Deine Hände kribbeln, während du über die Knochen kriechst.
Bilbo hat inzwischen das Tor des Geheges erreicht. Dieses besteht nur aus einem Seil, das mit einem dicken Knoten an einem der Pfähle befestigt wurde. Der Hobbit zerrt an dem dicken Strang, aber nichts rührt sich. Währenddessen kriechst du leise neben ihn und siehst zu den Trollen.
Die drei Kreaturen sind so nah, dass du nur einen Fuß ausstrecken müsstest, um die Baumstämme zu berühren, die ihnen als Hocker dienen. Der Gestank ist unbeschreiblich. Eine Mischung aus ungewaschenen, verschwitzten Körpern und einem Geruch, der an wilde Tiere denken lässt. Du nimmst fauliges Fleisch wahr, stark zerkochten Kohl – offenbar enthält die Suppe nicht nur Nasenerzeugnisse – und einen muffigen Geruch nach Tod.
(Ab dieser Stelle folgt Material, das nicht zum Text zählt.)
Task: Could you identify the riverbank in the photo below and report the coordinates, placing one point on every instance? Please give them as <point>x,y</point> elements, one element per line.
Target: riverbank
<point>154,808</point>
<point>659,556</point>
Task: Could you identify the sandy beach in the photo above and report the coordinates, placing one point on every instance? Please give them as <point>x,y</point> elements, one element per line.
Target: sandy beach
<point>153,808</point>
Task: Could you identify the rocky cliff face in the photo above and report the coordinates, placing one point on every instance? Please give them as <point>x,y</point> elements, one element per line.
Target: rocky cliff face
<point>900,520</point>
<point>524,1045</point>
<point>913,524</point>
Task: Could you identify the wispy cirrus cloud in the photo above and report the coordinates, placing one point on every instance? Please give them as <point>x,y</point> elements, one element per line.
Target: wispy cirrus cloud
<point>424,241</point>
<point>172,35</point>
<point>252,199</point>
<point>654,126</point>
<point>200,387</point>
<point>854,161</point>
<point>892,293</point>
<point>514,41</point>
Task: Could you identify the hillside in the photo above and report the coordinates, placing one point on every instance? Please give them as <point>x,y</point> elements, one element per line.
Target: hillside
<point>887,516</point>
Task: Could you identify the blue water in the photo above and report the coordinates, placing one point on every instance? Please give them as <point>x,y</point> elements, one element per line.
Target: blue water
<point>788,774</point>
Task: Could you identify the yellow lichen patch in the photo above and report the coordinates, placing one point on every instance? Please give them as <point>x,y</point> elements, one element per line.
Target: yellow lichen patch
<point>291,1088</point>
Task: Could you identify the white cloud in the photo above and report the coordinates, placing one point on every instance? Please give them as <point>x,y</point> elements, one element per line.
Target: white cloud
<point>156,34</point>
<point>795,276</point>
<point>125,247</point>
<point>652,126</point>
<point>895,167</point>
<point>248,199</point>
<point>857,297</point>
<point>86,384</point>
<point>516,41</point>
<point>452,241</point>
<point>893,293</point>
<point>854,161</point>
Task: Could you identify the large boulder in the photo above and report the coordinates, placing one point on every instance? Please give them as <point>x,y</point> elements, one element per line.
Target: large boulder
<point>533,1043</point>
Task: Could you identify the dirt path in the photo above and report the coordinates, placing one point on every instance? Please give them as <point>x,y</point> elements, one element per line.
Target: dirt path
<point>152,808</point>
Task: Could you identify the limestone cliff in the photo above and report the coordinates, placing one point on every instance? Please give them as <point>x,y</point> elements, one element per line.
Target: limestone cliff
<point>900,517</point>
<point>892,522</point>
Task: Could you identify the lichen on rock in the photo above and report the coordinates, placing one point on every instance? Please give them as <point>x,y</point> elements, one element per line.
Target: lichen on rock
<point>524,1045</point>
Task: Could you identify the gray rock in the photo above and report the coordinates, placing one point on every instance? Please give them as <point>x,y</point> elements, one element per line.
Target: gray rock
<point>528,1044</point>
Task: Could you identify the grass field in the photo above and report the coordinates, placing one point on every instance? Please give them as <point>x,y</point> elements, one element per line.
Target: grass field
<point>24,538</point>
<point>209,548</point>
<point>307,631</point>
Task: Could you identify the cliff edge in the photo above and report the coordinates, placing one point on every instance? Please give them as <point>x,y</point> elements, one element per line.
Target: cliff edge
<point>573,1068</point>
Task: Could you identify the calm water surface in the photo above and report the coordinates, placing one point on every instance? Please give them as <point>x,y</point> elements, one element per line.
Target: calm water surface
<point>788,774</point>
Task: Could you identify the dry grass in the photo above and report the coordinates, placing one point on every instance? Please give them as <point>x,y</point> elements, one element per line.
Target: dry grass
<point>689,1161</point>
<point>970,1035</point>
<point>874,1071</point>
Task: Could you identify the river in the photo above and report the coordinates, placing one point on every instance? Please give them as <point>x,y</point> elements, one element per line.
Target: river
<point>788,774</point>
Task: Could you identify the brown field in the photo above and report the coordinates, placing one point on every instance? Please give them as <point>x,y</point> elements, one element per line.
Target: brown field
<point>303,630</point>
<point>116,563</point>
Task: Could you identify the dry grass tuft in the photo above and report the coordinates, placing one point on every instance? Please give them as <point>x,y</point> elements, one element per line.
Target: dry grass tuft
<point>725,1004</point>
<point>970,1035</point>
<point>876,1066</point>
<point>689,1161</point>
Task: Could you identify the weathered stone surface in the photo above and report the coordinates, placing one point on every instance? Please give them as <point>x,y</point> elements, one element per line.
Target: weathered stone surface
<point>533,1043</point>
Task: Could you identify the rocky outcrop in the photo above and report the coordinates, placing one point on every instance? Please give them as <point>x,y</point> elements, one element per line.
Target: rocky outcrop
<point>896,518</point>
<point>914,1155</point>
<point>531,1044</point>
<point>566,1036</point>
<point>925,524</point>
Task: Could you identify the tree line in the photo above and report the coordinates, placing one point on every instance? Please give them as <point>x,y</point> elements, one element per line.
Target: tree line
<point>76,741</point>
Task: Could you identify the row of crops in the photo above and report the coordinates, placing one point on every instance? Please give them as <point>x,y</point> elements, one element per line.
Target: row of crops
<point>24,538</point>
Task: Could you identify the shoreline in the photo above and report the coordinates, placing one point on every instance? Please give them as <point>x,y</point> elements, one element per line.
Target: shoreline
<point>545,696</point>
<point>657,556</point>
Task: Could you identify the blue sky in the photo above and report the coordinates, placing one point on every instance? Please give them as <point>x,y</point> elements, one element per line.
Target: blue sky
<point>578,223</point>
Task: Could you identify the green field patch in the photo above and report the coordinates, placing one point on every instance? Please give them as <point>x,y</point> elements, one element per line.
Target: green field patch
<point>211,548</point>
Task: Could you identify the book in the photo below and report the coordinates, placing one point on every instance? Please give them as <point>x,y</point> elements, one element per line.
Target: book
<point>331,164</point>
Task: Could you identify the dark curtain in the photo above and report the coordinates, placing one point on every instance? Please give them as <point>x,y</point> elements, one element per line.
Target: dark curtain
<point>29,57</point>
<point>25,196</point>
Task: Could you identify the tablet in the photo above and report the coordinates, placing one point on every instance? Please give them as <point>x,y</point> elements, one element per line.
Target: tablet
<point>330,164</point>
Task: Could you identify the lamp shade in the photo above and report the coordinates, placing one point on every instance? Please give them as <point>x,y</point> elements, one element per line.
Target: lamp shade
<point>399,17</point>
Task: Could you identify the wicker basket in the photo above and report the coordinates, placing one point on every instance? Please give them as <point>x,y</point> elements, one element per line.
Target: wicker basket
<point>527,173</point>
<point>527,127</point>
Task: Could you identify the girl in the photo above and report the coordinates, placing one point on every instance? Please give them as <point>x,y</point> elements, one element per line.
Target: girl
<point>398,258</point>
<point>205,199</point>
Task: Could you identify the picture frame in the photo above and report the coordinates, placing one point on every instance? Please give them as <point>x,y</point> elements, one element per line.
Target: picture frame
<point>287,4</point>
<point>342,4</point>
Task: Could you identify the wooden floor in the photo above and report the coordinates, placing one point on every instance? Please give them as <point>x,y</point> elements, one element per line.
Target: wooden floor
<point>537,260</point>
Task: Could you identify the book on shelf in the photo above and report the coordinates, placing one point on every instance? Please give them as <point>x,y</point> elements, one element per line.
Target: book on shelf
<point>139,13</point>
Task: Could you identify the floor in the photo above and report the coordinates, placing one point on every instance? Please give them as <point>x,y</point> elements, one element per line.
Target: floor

Du versuchst, möglichst flach zu atmen.
Bilbo hat inzwischen festgestellt, dass er den Knoten nicht lösen kann. Er lässt sich neben dich sinken und sieht sich mutlos um.
Du willst schon nach deinem Gürtel greifen – vielleicht hast du ja ein Messer oder etwas anderes, das hilft – dann besinnst du dich. So schwer es dir fällt, du musst Bilbo wohl im wahrsten Sinne des Wortes ins Messer laufen lassen.
„Da.“ Du nickst zu einem der Trolle, welcher an seinem Gürtel eine dünne, geriffelte Klinge hat. Für ihn ist es vielleicht ein Küchenmesser oder ein Kurzschwert, aber die Waffe ist fast hobbithoch und eure beste Chance, das dicke Tau schnell durchzuschneiden.
Bilbo erblickt die Waffe und verzieht dann das Gesicht, als wollte er dich fragen, ob das dein Ernst sei.
Du nickst und machst eine entschuldigende Geste. Dann kriecht ihr Seite an Seite los.
Euer mutiger Sturm voran gerät ins Stocken, als unvermittelt einer der Trolle seine Pranke ausstreckt und in eure Richtung tastet. Ihr weicht zurück, während die dicken Finger dicht über euch durch die Luft gleiten. Ihr weicht zurück. Zum Glück findet der Troll seine Tasse – die ebenfalls aus Schrott zusammengebastelt ist – bevor er verleitet wäre, den Kopf zu drehen. Dann hätte er euch nämlich direkt angesehen.
Deine Beine zittern fast zu stark, um dich zu tragen. Bilbo kriecht aber bereits wieder los. Während du den Mut des Hobbits noch bewunderst, beeilst du dich, hinterher zu kommen.
Bilbo stellt sich hinter dem Troll mit dem Messer auf und streckt die Hände aus. Zögerlich nimmt er Maß, dann versucht er, nach der Waffe zu greifen.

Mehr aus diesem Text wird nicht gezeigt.